The Office of the National Coordinator for Health Information Technology (ONC) has announced that it is awarding $38 million in funding to 20 entities to help build on three health IT programs centered on interoperability, population health, and workforce training.
The three cooperative agreement programs are:
- Advance Interoperable Health Information Technology Services to Support Health Information Exchange – This two-year cooperative agreement program has awarded $29.6 million to support the efforts of 12 states or state designated entities to expand the adoption of health information exchange (HIE) technology, tools, and services; facilitate and enable the send, receive, find, and use capabilities of health information across organizational, vendor, and geographic boundaries; and increase the integration of health information in interoperable health IT to support care processes and decision making.
- The Community Health Peer Learning Program - This two-year cooperative agreement grant award was made to AcademyHealth to work with 15 communities around population health strategies. Communities working with AcademyHealth under this program will be required to identify data solutions, accelerate local progress, disseminate best practices and learning guides, and help inform national strategy around population health challenges. The grant for this program totals $2.2 million.
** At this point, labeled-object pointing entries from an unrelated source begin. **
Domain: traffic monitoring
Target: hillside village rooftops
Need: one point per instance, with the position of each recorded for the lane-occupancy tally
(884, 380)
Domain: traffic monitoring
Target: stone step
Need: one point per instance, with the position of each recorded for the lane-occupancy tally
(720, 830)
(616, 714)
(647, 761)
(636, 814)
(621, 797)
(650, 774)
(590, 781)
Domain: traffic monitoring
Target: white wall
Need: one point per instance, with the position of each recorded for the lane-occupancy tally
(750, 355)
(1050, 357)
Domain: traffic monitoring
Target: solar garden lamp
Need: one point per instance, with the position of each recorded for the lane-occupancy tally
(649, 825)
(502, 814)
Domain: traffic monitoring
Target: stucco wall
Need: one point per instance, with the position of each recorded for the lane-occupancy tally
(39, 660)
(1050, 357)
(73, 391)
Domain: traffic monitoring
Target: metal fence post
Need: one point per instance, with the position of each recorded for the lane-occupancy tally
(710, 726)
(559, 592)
- The Workforce Training Program – This two-year cooperative agreement program has awarded seven grantees $6.7 million to update training materials from the original Workforce Curriculum Development program funded under the Health Information Technology and Clinical Health Act (HITECH). In addition to updating training materials, the goal of this program is to train incumbent healthcare workers to use new health information technologies in a variety of settings, including: team-based care environments, long-term care facilities, patient-centered medical homes, accountable care organizations (ACOs), hospitals, and clinics. This workforce program will focus on the four key topic areas of: population health, care coordination, new care delivery and payments models, and value based and patient centered care.
“We have made great strides in the adoption and use of health IT. As we move beyond adoption to a learning health system where information is available when and where it matters most, it is important to ensure greater care coordination at the community level, and these grants provide resources to meet this goal,” Karen DeSalvo, M.D., National Coordinator for health IT, said in a statement.